DeepMind's 2015 QA corpus: still useful, still brittle
A dataset generation pipeline that scrapes the Wayback Machine to teach machines reading comprehension — when the URLs haven't rotted away.

What it does
This repo generates ~1 million reading-comprehension question/answer pairs from CNN and Daily Mail articles. You feed it article metadata, it fetches the actual text from the Internet Archive’s Wayback Machine, then produces cloze-style questions where an entity is replaced by a placeholder. The output is a flat file per question with context, question, answer, and entity mapping.
The interesting bit
The whole pipeline is a bet on web archaeology. The questions are generated heuristically from article summaries, not hand-written — cheap to scale, but the quality depends entirely on whether the Wayback Machine still has that 2015 news article cached. DeepMind also hosts a pre-processed mirror in case your scrape fails, which is a quiet admission that this is fragile.
Key highlights
- Generates the CNN/Daily Mail dataset from Hermann et al., NIPS 2015
- Requires Python 2.7 and a very specific libxml2 2.9.1 (not a typo)

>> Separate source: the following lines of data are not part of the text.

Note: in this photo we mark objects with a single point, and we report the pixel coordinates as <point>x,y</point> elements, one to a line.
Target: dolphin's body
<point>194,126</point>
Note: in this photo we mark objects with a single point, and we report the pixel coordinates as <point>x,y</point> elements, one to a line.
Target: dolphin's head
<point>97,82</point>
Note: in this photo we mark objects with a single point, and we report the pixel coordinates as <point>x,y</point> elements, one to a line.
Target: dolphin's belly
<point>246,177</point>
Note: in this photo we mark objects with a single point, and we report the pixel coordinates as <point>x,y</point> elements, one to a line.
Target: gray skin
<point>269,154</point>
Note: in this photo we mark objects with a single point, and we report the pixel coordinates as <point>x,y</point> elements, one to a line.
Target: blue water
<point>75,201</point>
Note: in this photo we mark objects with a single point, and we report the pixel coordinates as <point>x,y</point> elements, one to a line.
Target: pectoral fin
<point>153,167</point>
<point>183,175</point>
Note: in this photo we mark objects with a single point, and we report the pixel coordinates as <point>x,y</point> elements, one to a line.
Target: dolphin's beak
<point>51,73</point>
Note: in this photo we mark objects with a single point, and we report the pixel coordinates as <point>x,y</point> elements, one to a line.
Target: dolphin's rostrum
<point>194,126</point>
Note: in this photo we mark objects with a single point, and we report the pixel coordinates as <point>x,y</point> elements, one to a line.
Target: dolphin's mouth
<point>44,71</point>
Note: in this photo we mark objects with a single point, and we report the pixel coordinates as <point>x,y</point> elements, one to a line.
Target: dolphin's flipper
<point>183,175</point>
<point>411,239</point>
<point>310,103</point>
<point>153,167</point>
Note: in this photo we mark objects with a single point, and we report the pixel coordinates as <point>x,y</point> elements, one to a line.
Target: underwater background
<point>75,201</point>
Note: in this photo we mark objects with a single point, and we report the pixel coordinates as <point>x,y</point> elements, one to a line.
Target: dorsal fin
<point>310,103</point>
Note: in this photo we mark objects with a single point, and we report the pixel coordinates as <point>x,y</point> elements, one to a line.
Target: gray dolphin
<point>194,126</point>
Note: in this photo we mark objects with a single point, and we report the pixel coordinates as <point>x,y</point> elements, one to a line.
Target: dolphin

- Daily Mail output is ~1 million small files — SSD strongly preferred
- Includes verification scripts to check test set completeness against expected filenames
- Fallback download link at NYU if Wayback Machine is “partially down”
Caveats
- Python 2.7 dependency in 2024 is a genuine obstacle
- Some Wayback Machine URLs are simply gone; the script handles missing data gracefully but your corpus shrinks
- The README warns that libxml2 version pinning and system-level dependencies can make installation fussy
Verdict
Worth a look if you’re reproducing 2015-era reading comprehension baselines or studying how synthetic QA datasets age. Skip it if you want modern, maintained tooling — this is a reference implementation with cobwebs, not a framework.